Hi, this is Ben Lillie from The Story Collider.

Before, before I get to the astronomy, I need to tell you about the lion. I’ll warn you, it’s going to be a little disturbing.

A few years ago I was in the Field Museum, the natural history museum in Chicago.
My friend had gotten us passes to go in the research areas for a show and tell day for museum members. There was a ton of cool stuff, but the thing that stuck with me was in one room they had a lion. It was dead, it had been at the local zoo, and had died of natural causes. So, in this room, they were doing a demonstration of lion autopsy. And the guy who was doing it was cutting and diving in with his bare hands. And I remember thinking, “is that right? Is that safe? Is that really how it’s done?” And just as I thought that he reached over, with his blood-soaked hands, picked up a soda can and took a big swig of it.
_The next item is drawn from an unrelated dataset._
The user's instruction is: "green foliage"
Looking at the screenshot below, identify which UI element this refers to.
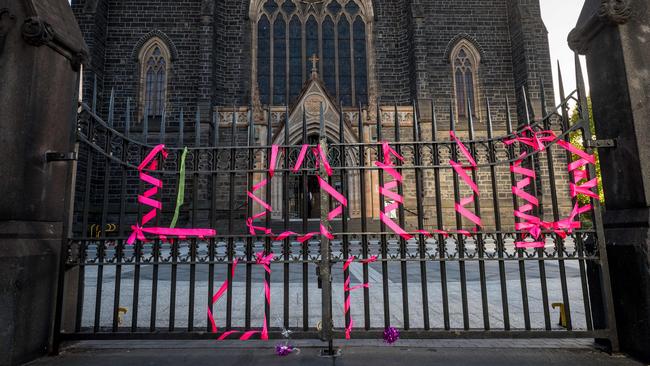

All right, we’ll come back to that.

Around the same time (i.e. when I was living in Chicago) I attended a fun event put together by the Illinois Science Council on the science of the spooky. My friend Dan Hooper, an astrophysicist at Fermilab, was presenting on “The physics of ghosts” (specifically: why they wouldn’t work), and it seemed like there might be some opportunity to
heckle.

Dan’s talk was great, and very tongue-in-cheek, but more interesting was the audience.

I was most interesting in the question session that followed. The question was: is there anything that scientists have evidence for and that they believe in, but to which there is no plausible explanation?

The question was obviously asked in the spirit of: “aren’t scientists so closed-minded that they won’t accept things that are out of the ordinary?” The answer is a resounding “no”, but conditionally.

My dad’s a geologist, so I grew up hearing this story:

In the early 1900s Alfred Wegener proposed
the theory of continental drift. He looked at mountain ranges and different rock strata and concluded this: the continets move around by ploughing through solid rock. That’s a crazy idea. Still a lot of people believed it, the data on mountains

And here’s where it gets interesting. The idea is wrong. The continents don’t move around the earth by ploughing through solid rock. There was, and ism no known mechanism that could drive that motion. The energy needed is just way too high.

But they do move. And there was a reason to think the idea was interesting.

In the 1950s a weath of seismographic data became available, and people realized that the earth isn’t solid rock, there is a semi-liquid layer that the contents can slide on. Suddenly, there was a mechanism for continental drift, called plate tectonics, and the whole idea was accepted.

And that brings us back to my friend Dan, because the reason they asked him to give a tongue-in-cheek talk on the physics of ghosts is that his real research is on Dark Matter, which in many ways is like a ghost;
invisible particles that we know indirectly are almost certainly there, but which we haven’t (yet) directly detected.

The history of Dark matter is a lot like continental drift: First proposed in the 1930’s by a Fritz Zwicky, who looked at the motion of galaxies, saw some things that didn’t make sense with the current model, and inferred that there must be more matter there. And for fourty years that was it. Then in the 70’s Vera Rubin looked at the motion of stars in galaxies and found the same
thing: more matter was needed.

Even today, we don’t have a direct detection. There’s a lot of ideas about what Dark Matter might be, and many indirect lines of evidence that it exists. Enough evidence, that almost everyone believes the dark matter is present.

So, “do scientists believe in anything they don’t have an explaination for?” Yeah, a lot. That’s how almost all the things we have evidence for started; an idea someone believed in. And then they went through the process.

And that brings us back to the lion. He was doing an autopsy to find out
how it had died, and that’s how they’re done. Sometimes it’s messy, and uncomfortable to look at. But seeing the process is as important, more important, than knowing the answer.